The concept of the digital twin can be thought of as a virtual representation of a physical product, engineering system or facility. This paper presents the role of predictive engineering analytics, alongside operating data, in the digital twin. Using case studies, the authors demonstrate how predictive approaches can be developed to provide data where it cannot be measured and predict future operating data to improve performance, life and integrity of equipment, systems and facilities.
The digital twin is fundamentally based on data, larger datasets provide greater insight. Sensor and inspection data are critical. However, there are scenarios in which engineers require data where it cannot be measured or requires data that cannot be measured. Engineers require ways to extract this data, this can be done through predictive engineering analytics. Predictive engineering analytics, in the form of science-based simulations, combines multiple approaches, often based on fundamental principles of physics and engineering. This paper will demonstrate how high-fidelity approaches, such as Finite Element Analysis (FEA) and Computational Fluid Dynamics (CFD), combined with system-level simulation and reduced-order modelling can work together with field data to provide this data in real-time.
Two case studies presented show how combinations of different levels of science-based modelling approaches can help. A subsea thermal digital twin demonstrates how high-fidelity simulations, undertaken during system design, can be the foundation for reduced order system models capable of capturing critical thermal performance in real time; aiding hydrate risk management during operation. The methods used to train the real-time predictive approach are demonstrated. The second case presented focuses on structural integrity of a heat exchanger showing how real-time sensor data can be translated into structural integrity data and insight through simulation. The cases presented demonstrate the value of science-based predictions to generate data that cannot be obtained from operational sensor data alone. The authors aim to show how the predictive element of the digital twin can be first generated during design and evolved into real-time predictive approaches that provide operations with data that cannot be gained from sensors; when and where it is needed.

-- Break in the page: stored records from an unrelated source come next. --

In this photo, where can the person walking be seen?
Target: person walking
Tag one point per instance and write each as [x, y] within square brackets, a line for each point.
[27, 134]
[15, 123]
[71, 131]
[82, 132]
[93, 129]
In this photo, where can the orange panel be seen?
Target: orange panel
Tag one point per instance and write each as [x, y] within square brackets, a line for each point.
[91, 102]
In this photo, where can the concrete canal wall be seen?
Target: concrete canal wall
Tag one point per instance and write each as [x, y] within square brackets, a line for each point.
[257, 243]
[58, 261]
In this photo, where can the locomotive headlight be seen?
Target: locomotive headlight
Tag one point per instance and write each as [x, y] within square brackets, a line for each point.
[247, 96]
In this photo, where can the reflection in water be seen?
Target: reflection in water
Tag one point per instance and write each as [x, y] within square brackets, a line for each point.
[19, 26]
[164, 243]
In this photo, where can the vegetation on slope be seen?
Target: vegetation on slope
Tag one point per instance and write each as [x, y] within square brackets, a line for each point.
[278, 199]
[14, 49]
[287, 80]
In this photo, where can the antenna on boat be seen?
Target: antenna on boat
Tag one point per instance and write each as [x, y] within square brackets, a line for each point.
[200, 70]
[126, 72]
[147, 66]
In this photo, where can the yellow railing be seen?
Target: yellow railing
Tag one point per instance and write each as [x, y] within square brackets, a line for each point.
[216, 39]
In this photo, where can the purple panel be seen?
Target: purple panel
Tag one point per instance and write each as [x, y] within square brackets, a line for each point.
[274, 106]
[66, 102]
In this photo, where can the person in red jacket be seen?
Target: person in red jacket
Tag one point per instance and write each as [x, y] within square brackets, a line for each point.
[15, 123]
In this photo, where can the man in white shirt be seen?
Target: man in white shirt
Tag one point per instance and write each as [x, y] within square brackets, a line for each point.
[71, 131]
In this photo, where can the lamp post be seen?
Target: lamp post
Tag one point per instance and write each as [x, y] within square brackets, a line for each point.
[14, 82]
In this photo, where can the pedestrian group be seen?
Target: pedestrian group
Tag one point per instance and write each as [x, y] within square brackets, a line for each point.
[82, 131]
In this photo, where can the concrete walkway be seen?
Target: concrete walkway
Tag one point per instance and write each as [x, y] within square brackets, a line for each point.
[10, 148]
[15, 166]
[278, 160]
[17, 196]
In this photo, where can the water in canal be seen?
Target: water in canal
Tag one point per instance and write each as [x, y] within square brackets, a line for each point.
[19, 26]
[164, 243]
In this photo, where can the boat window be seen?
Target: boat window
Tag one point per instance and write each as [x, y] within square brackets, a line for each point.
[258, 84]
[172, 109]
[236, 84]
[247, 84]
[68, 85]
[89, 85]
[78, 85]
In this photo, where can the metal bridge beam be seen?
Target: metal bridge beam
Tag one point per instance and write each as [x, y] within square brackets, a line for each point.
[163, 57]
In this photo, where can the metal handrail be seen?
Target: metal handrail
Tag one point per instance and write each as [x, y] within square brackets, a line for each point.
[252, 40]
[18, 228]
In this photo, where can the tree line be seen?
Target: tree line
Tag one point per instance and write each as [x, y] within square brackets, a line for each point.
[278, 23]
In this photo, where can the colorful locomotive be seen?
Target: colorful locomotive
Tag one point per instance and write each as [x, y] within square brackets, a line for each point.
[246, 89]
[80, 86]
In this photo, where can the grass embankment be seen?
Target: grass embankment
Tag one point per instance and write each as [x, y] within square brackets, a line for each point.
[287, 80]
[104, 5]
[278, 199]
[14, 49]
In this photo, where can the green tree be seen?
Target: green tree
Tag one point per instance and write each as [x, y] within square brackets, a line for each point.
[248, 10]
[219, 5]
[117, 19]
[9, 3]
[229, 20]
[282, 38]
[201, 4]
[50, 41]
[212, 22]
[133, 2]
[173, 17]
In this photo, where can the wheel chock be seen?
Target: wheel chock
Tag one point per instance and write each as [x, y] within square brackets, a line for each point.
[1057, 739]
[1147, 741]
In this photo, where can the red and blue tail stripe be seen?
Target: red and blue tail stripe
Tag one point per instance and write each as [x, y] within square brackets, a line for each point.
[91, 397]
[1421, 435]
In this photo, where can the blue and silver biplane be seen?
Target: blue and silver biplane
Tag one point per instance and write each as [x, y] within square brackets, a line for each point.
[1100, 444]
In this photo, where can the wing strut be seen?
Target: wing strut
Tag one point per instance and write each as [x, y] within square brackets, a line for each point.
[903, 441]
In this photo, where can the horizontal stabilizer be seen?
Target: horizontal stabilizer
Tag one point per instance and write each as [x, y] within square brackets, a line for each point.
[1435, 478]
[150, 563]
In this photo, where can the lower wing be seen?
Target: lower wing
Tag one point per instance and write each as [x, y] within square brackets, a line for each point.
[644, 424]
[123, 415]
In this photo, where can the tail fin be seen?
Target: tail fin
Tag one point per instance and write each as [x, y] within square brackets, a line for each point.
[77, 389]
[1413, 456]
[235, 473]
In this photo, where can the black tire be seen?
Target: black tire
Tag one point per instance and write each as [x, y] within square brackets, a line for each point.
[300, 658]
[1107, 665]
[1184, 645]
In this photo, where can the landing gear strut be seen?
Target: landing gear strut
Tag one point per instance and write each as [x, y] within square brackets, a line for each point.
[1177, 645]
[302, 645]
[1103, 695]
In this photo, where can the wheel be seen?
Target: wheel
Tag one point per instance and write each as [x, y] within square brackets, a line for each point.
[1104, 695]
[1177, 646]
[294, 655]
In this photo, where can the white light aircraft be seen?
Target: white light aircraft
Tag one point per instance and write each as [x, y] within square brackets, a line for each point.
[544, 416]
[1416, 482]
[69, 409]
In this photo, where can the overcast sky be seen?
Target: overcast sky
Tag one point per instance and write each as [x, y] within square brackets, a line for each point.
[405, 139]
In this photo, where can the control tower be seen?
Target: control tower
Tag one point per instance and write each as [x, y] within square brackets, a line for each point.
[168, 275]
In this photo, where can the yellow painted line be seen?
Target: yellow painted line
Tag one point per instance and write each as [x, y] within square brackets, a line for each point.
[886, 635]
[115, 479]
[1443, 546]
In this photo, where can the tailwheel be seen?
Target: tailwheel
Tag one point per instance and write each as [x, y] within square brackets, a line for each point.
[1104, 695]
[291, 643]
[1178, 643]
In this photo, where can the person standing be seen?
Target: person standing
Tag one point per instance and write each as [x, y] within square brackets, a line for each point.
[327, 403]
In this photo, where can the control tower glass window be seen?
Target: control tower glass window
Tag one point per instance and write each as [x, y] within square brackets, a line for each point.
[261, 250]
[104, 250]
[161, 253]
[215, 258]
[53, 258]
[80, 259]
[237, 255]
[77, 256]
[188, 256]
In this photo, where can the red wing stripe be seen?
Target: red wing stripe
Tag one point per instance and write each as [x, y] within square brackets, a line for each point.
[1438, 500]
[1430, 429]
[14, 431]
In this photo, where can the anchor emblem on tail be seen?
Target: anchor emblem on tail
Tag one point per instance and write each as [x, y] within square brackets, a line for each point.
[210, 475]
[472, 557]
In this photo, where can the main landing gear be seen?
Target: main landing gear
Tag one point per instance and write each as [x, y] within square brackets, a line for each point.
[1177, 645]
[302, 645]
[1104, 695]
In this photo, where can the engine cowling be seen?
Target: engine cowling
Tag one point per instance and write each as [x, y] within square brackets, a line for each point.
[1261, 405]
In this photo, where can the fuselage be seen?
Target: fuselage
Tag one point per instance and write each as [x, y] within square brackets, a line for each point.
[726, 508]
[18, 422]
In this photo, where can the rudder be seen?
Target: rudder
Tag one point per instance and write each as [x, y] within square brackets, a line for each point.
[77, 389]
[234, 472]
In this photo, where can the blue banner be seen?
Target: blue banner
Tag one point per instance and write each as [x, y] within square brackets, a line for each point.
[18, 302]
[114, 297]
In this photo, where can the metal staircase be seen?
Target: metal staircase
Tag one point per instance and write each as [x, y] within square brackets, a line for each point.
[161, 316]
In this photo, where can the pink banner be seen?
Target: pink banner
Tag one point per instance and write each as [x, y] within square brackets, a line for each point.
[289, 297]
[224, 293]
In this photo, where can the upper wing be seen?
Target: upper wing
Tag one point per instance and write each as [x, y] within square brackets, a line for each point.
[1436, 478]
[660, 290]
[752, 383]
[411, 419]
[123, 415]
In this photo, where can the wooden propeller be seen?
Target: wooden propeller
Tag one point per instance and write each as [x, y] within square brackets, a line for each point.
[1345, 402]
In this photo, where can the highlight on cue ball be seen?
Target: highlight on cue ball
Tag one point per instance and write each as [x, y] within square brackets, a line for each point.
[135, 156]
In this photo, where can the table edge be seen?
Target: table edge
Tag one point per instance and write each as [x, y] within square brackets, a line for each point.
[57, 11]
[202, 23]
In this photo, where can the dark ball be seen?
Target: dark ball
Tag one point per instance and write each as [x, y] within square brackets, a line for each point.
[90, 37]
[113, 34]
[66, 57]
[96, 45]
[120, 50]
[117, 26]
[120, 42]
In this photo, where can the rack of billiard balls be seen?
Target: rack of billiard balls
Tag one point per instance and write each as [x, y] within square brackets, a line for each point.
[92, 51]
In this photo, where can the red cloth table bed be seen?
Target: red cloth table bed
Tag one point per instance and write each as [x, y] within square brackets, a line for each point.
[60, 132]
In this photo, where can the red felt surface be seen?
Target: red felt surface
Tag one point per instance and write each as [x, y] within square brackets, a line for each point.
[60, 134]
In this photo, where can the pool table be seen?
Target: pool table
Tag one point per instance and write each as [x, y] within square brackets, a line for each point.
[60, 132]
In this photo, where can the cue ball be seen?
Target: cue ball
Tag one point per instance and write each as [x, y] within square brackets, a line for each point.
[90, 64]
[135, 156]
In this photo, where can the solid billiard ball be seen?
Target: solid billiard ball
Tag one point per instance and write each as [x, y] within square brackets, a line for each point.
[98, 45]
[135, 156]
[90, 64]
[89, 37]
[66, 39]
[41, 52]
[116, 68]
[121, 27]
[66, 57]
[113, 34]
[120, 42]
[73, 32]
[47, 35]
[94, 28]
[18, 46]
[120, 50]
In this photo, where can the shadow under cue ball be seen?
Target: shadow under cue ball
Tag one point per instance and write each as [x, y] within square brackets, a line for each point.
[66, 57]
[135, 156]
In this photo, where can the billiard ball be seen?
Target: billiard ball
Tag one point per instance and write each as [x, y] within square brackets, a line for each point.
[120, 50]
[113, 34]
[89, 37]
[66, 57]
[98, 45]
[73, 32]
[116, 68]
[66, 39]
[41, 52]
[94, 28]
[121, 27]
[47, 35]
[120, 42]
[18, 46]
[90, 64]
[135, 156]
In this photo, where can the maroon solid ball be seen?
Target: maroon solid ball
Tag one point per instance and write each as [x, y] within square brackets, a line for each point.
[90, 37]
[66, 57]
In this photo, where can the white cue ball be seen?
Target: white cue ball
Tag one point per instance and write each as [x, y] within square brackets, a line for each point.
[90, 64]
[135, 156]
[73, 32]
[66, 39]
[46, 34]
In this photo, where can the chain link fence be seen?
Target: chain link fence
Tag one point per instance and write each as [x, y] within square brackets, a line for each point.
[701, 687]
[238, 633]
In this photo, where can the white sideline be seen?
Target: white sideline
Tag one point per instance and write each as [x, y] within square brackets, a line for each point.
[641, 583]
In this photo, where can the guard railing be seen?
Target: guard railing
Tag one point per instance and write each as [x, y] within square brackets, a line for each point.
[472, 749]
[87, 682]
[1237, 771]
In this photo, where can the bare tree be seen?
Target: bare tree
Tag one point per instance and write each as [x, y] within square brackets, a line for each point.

Digital twins typically use physical data, limiting operators of in-field equipment to make operational decisions based on information from sensor locations and historical data alone. This can limit assessment of operational performance and integrity of complex production and process systems. In this paper the authors aim to show how, by combining predictive approaches, at differing levels of fidelity and based on fundamental scientific principles, it is possible to generate the missing data required, in both space and time. This can inform and guide operations; filling the gaps where and when physical data is not available.